Joint Pay Assessment
Joint pay assessment from a 5% pay gap (Article 10 Directive 2023/970)
Practitioner's note: This article is practice-oriented compliance documentation, not legal advice. We are a compliance specialist, not a law firm. For legally binding information please consult a licensed lawyer.
TL;DR
A joint pay assessment under Article 10 of the EU Pay Transparency Directive 2023/970 is a mandatory joint review with employee representatives where the pay gap for a category of workers (same or equivalent work) exceeds 5% AND cannot be explained by objective gender-neutral criteria AND has not been corrected within 6 months.
What is a Joint Pay Assessment?
Three cumulative conditions:
- Pay gap > 5% in a category of workers
- Not explicable by objective criteria (experience, qualification, etc.)
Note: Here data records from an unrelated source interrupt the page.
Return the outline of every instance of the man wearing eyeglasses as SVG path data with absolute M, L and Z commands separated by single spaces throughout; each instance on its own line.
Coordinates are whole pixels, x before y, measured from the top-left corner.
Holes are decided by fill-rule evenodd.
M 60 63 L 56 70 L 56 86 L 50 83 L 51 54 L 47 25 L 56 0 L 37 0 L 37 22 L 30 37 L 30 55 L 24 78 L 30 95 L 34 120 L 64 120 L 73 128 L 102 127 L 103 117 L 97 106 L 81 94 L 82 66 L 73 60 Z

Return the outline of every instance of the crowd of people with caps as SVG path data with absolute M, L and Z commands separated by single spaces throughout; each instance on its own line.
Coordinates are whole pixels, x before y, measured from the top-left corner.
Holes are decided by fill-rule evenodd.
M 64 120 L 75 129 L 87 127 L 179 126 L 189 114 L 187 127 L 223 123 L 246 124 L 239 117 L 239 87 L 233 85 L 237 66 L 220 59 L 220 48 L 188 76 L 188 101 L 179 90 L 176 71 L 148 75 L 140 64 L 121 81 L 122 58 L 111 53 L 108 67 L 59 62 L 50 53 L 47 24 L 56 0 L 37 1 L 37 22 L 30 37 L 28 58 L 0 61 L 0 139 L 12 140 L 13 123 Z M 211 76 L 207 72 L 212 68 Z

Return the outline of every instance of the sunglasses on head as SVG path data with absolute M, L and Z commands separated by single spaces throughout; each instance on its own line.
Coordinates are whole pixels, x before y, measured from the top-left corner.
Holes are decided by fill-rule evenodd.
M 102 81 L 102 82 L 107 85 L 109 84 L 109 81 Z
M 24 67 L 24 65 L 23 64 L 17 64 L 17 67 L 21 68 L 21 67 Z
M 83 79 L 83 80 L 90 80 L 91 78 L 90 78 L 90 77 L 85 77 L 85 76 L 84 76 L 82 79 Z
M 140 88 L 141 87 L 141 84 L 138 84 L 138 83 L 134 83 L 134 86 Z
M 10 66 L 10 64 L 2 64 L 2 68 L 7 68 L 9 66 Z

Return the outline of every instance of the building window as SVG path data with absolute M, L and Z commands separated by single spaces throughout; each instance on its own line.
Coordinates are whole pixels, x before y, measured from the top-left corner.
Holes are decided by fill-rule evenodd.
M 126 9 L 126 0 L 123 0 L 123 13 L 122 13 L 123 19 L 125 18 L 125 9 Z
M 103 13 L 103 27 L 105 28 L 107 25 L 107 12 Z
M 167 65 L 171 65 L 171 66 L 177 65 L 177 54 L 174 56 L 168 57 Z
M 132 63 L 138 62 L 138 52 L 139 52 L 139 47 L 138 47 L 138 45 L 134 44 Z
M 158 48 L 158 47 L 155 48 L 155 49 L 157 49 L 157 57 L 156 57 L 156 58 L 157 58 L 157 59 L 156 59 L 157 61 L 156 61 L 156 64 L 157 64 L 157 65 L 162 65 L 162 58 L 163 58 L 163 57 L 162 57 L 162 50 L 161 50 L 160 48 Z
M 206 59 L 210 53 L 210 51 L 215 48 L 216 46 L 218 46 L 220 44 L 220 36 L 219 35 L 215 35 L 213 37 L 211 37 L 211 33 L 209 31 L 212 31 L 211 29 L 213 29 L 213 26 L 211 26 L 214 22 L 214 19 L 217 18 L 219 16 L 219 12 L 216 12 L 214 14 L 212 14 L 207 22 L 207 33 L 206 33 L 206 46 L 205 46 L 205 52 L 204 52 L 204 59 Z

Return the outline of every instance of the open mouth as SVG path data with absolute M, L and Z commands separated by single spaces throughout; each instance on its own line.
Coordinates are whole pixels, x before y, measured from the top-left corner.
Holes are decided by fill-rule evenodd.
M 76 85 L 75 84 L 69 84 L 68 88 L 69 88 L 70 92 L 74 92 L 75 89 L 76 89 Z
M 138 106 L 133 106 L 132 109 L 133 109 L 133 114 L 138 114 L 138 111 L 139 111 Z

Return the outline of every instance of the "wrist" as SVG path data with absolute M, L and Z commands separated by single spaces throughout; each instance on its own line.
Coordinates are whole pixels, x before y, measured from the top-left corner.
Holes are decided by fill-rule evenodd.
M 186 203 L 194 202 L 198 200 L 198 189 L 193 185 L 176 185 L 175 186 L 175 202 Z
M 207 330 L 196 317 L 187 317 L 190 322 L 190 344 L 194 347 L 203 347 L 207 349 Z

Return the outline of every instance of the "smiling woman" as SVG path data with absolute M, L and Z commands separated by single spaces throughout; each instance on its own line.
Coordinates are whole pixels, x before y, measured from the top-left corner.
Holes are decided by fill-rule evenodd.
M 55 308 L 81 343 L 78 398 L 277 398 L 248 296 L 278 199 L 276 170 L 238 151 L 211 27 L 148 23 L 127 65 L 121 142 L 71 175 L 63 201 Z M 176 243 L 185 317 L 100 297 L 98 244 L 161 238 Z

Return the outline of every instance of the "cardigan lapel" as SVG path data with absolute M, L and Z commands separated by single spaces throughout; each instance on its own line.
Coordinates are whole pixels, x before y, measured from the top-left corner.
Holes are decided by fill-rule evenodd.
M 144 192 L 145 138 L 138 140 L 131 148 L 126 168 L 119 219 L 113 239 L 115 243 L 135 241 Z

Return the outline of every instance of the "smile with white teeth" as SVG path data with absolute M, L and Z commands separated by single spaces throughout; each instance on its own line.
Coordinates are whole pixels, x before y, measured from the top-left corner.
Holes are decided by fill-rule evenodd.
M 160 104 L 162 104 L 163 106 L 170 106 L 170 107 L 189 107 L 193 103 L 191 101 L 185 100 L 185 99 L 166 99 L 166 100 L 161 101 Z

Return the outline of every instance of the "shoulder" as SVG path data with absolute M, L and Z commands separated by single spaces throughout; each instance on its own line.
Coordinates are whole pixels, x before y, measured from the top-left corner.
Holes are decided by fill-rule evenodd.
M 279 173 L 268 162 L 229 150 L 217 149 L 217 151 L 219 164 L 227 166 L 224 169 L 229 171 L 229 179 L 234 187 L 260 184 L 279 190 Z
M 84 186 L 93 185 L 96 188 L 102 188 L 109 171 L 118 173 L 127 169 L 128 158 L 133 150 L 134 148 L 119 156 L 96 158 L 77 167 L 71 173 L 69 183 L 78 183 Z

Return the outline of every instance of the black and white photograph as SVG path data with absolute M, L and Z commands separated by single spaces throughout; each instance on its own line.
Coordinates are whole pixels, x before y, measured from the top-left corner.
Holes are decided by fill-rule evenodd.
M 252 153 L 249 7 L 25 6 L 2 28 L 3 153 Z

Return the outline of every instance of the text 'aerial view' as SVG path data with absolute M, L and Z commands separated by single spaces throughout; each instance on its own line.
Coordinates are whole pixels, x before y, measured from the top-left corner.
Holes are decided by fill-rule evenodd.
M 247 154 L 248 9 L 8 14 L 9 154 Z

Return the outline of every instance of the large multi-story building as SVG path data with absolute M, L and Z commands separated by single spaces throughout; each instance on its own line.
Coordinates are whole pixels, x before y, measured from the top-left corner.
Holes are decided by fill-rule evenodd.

- Not corrected within 6 months
Content of the assessment:
- Analysis of the causes of the gap
- Action plan for correction
- Implementation tracking
- The result must be made available within the company
Practical example
Practical case: a company with 250 employees analyses the pay gap per job category. For 'senior software developers': women earn 8% less. A Joint Pay Assessment is triggered — analysis shows 5% is explicable (lower average experience), 3% is not explicable → correction plan + pay raises.
Frequently asked questions
From when does the obligation apply?
EU deadline 07/06/2026. German transposition delayed — application expected in 2027. EU law applies directly via primacy of application from 06/2026.
Who are the employee representatives?
The works council, if any. Otherwise: elected employee representatives. Where collective agreements apply: possibly union representatives.
Must the results be published?
Within the company (made available company-wide), yes. Reporting to authorities is separate. External publication is not mandatory.